Alberto Diwan, advogado: Não é necessário adentrar em grandes detalhes sobre o caso envolvendo a imparcialidade de Sergio Moro. As mensagens vazadas já foram publicadas, tuitadas, compartilhadas e comentadas intensamente e tudo indica que mais está por vir. O Senado já abordou o tema em uma CPI e em breve o STF terá de se manifestar sobre o assunto, que se ramifica em várias questões: as mensagens são autênticas? Caso sejam autênticas, podemos usá-las como prova, considerando sua origem criminosa? Em caso positivo, ou seja, caso sejam confirmadas a autenticidade e legalidade das mensagens, elas indicam que o então magistrado julgou de forma parcial? Superadas as preliminares, como deve ser julgado o mérito da questão? A troca de mensagens com o MPF sugere que Moro ignorou o dever de imparcialidade do julgador, princípio básico indissociável da Justiça? Tal conduta caracteriza o ato de “aconselhar as partes”, previsto no Art. 254, IV, do Código de Processo Penal, definindo-o como juiz suspeito?

Juízes se uniram para criticar Moro, ao passo que outros prontamente saíram em sua defesa. Mas em tempos de redes sociais, não importa se você é juiz, advogado, jornalista, político ou leigo: todos têm direito de interpretar e opinar de acordo com suas convicções e divulgá-las a quem quiser ler. Proliferam-se, dessa maneira, textos de fãs que apoiam o ministro e de críticos que o repreendem, mesclando-se questões jurídicas, políticas e ideológicas.

A imparcialidade, no entanto, merece ser estudada sob um prisma diferente.
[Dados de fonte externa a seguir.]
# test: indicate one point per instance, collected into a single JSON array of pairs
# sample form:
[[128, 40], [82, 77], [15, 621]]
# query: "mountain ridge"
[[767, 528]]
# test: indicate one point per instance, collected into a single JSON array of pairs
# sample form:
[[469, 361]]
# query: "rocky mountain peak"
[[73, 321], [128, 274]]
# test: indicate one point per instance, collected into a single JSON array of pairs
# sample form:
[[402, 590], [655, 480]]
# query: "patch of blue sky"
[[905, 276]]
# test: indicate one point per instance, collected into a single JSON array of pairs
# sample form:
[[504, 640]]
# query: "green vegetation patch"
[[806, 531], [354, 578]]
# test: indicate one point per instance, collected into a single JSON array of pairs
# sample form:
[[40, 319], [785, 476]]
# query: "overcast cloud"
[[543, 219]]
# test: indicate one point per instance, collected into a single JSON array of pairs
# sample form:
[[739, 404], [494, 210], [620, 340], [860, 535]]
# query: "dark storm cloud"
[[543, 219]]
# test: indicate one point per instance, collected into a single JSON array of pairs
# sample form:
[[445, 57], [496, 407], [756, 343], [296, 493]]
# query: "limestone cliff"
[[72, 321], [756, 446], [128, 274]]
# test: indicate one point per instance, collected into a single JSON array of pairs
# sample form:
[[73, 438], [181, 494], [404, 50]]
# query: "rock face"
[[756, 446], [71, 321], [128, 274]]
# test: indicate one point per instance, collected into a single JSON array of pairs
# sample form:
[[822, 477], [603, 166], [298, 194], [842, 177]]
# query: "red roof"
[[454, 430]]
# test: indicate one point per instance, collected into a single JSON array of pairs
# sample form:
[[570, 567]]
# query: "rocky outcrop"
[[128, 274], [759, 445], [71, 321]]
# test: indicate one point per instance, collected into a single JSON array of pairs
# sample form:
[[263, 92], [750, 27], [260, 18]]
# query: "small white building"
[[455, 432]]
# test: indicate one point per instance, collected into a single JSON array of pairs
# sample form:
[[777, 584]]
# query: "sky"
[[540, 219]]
Muitos consideram que a consagração deste princípio está definido na Declaração Universal dos Direitos Humanos de 1948, que em seu artigo décimo prevê: “Todo homem tem direito, em plena igualdade, a uma justa e pública audiência por parte de um Tribunal independente e imparcial, para decidir de seus direitos e deveres ou do fun­damento de qualquer acusação criminal contra ele”. Hoje parece óbvio dizer que a figura do juiz não deve se confundir com a do acusador e que todos tem direito de ser julgado de forma neutra. Muitos ordenamentos jurídicos pretéritos, no entanto, não respeitavam esta premissa essencial da Justiça, negando ao réu direitos básicos e fundamentais.

Seria a imparcilaidade do juízo um fruto da modernidade? Teria sido originada pela propagação dos ideais iluministas e pelo advento dos direitos humanos? O Réu da Antiguidade era desprovido desse direito? Quando a imparcialidade se tornou a pedra fundamental em que erguemos as bases da Justiça?

Há um sistema jurídico antigo e distante, pouco lembrado e quase nunca estudado, que nos concede respostas à essas questões. Refiro-me ao Direito Judaico, percursor do islamismo e do cristianismo. Não é necessário crer em qualquer divindade para reconhecer o valor histórico do livro mais vendido do mundo a importância de um sistema que fundou as bases da civilização. Como uma das culturas mais antigas do mundo que enfrenta o tema da imparcialidade? O que podemos aprender dos textos antigos até hoje estudados e comentados? Quais as respostas dadas pelo ordenamento jurídico hebraico?

Maimônides (Rabi Moshe ben Maimon, 1135 – 1204), um dos maiores legisladores e codificadores da Lei Judaica, escreve que se o juiz toma emprestado um artigo, ele é desqualificado para julgar litígios envolvendo o emprestador, salvo se também emprestará algo em troca, pois pode sentir-se tentado a favore­cer a parte que lhe emprestou um bem.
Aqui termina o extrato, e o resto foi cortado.